Buy smart! Remember, the goal of owning investment properties is two-fold: cash flow and equity building. Don't buy a home with a $2000 monthly mortgage payment if renters in the area are only willing to pay $1500. That's negative cash flow, and doesn't help you. Be selective on the home you buy, the neighborhood, home condition, amenities, how undervalued it is, etc. Equity is the difference between what the property is worth, and how much you owe on it; essentially the cash you could get if you sold it. The longer you hold the property, the lower the balance on the mortgage goes, and the higher the value becomes (in good markets).

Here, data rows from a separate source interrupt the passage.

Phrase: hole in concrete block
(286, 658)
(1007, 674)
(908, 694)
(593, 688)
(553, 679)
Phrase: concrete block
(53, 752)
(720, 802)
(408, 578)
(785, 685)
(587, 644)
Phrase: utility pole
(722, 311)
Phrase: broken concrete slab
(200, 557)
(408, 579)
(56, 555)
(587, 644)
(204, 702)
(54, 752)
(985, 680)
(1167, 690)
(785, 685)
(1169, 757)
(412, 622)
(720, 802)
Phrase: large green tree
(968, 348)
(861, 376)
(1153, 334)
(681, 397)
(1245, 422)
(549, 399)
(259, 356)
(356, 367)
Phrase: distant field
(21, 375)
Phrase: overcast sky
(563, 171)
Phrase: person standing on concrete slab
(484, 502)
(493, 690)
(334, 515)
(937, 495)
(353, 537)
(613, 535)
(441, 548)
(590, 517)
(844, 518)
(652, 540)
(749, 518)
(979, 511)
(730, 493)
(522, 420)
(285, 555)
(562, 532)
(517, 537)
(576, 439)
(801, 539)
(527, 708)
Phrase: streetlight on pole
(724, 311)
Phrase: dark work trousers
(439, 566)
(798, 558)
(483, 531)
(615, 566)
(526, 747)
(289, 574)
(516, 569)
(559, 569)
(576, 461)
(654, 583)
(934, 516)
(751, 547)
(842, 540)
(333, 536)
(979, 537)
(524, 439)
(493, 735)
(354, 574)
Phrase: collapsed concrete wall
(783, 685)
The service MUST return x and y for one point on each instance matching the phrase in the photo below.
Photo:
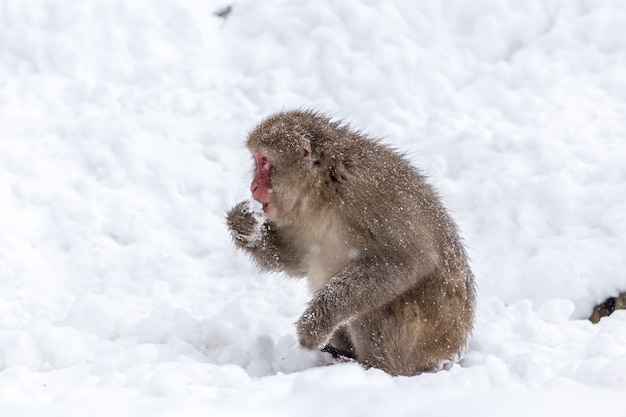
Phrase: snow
(122, 146)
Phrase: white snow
(122, 128)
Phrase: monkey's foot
(341, 355)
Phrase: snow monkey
(607, 307)
(391, 284)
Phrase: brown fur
(608, 306)
(391, 284)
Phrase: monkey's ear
(308, 153)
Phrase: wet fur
(391, 284)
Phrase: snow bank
(122, 128)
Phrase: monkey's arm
(254, 234)
(357, 290)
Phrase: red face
(261, 187)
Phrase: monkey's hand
(314, 329)
(245, 223)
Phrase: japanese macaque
(608, 306)
(391, 284)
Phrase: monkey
(390, 278)
(607, 307)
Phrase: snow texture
(122, 128)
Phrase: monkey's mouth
(268, 209)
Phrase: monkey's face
(261, 187)
(284, 183)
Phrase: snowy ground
(121, 133)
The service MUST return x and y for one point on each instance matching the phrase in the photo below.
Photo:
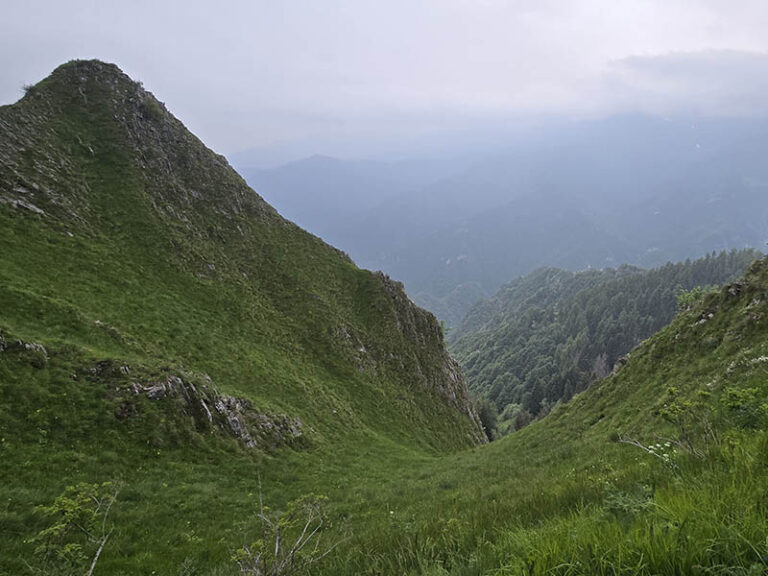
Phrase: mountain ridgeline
(546, 336)
(160, 322)
(189, 382)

Qualify your renters! First, you need to find renters. Besides posting a sign in the yard or window, post your vacancy on websites like http://www.craigslist.org/ and http://www.rentclicks.com/ . A good number of potential renters are renting because their credit is too low for them to buy. You might even consider a rent to own deal with good tenants. Second, you need to make sure the renters you have found are going to be good tenants. Obviously there is no "flake-proof" way of finding good tenants, but there are some things you can do to protect your investment. I suggest: pulling a credit and background check on the potential renters, always get a security deposit up front, ask for and call references, include in your lease that you are allowed to make monthly visits to the property to inspect it (to make sure the home isn't being destroyed) and clearly communicate to your prospects what is and what isn't "OK" in the home.
Account for Uncle Sam! One of the main ways an investment property differs from your primary residence is the tax implications when you sell. As a rule, if you don't live in a property (meaning the owner actually lives there) for 2 out of the last 5 years, you are subject to capital gains tax when you sell (usually 15% of the gain, the difference between what you paid for the home and what you sold it for). Since you normally won't live in your investment properties, you will normally expect to pay capital gains tax when you sell. Keep this in mind, as its one of the costs to count in deciding to buy an investment property or not.